There's still activity on the GNUstep front. Just a few things I can think of,

\- Their runtime, libobjc2, has done a great job keeping pace with Clang and
modern Objective-C. It now has a Cmake based build system and doesn't require
any bootstrapping with GNUstep-make.

\- GNUstep-base (the Foundation alternative) is solid, though some parts go
back as far as OS X 10.6 and others OS X 10.4. You'll have to check the
headers to see what's up to date. They do have an extremely capable
implementation of distributed objects, last I heard they were planning to make
it integrate with Apple's distributed objects implementation, but that project
still seems to be pending.

\- GNUstep-gui (AppKit alternative) just added support for 10.6's
NSCollectionView very recently. Most activity there has been in the form of
refinements. As I recall, drag and drop is still on their todo list... they
really could use some manpower there.

\- GNUstep-back (the backend renderer) still uses an API that's largely based
on Display Postscript. They are planning to pitch a GSoC project to replace
the Display Postscript API with one based on GNUstep-Opal (a Core Graphics
alternative), and they already have a largely proof of concept Core Animation
alternative running on it (GNUstep-QuartzCore.)

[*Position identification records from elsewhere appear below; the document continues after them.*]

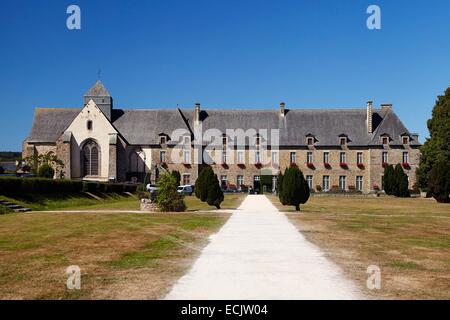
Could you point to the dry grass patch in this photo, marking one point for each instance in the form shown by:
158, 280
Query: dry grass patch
409, 239
121, 256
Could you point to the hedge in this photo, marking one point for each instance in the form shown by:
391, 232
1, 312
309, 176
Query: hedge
17, 186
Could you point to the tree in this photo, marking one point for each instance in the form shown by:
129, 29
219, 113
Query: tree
388, 179
168, 199
295, 188
437, 147
46, 171
215, 194
177, 176
201, 189
439, 182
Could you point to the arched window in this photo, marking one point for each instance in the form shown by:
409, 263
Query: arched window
91, 155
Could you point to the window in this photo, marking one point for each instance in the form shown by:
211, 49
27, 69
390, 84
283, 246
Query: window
326, 157
186, 179
342, 157
240, 181
326, 183
359, 183
240, 157
274, 157
293, 157
384, 157
186, 156
257, 157
342, 182
359, 158
162, 156
309, 158
309, 180
91, 159
405, 157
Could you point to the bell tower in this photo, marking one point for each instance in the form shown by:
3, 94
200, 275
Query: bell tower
101, 97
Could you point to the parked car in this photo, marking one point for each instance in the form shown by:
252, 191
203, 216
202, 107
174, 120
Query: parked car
186, 190
151, 188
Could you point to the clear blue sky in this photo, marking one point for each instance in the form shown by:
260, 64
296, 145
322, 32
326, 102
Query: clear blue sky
233, 53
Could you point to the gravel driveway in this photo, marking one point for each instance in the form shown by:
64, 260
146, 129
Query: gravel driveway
259, 254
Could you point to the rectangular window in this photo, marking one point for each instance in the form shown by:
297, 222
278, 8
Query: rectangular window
342, 182
240, 181
274, 157
257, 157
186, 179
326, 183
240, 157
186, 156
359, 158
326, 157
359, 183
405, 157
293, 157
309, 179
342, 157
309, 158
384, 157
162, 156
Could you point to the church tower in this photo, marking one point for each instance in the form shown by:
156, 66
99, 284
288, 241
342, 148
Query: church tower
101, 97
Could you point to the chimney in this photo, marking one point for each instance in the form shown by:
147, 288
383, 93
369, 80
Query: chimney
282, 109
369, 117
197, 113
386, 106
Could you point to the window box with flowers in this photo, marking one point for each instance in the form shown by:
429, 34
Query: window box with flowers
310, 165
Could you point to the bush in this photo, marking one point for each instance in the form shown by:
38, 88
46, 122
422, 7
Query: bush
46, 171
439, 182
168, 199
295, 188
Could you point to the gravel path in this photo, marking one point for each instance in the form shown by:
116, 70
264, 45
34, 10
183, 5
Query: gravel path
259, 254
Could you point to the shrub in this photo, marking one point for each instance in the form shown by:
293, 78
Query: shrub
215, 194
439, 182
295, 188
168, 199
46, 171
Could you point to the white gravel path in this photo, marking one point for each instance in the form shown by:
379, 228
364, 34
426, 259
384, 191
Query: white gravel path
259, 254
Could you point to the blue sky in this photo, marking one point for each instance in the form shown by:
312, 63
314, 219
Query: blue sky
233, 53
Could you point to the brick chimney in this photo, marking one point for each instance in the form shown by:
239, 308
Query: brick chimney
282, 109
197, 113
369, 117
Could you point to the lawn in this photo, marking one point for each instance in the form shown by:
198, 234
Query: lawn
121, 256
409, 239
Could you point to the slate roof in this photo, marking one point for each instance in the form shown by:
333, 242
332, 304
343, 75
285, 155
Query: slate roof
143, 127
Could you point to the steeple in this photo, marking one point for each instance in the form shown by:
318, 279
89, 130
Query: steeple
101, 97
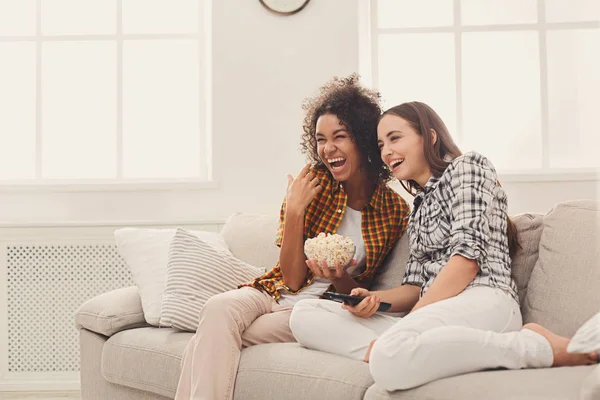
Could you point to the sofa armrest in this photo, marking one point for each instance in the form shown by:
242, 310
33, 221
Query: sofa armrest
112, 312
591, 385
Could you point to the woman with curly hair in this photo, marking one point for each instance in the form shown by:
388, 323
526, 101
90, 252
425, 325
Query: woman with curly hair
342, 190
462, 303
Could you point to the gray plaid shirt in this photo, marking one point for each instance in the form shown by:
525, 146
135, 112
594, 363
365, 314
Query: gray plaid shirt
461, 212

The project's current vision is to focus on making it easier to port
Objective-C to other platforms, rather than to be a desktop environment. But
like most small, mature open source projects, there's a lack of manpower
keeping them from easily achieving those goals. Would be nice to see more
activity there, in the future.

You can check out all of the projects I've named in the Github mirror at
<https://github.com/gnustep> , but don't expect them to be responsive to pull
requests. The mailing lists at <http://gnustep.org/information/gethelp.html>
are strongly preferred.

As for the current website, I think Scott Stevenson designed it a decade ago
long before he joined Apple. I like the design, personally, but I do
understand that it's a bit difficult to navigate... and several of the docs
haven't been updated in some time.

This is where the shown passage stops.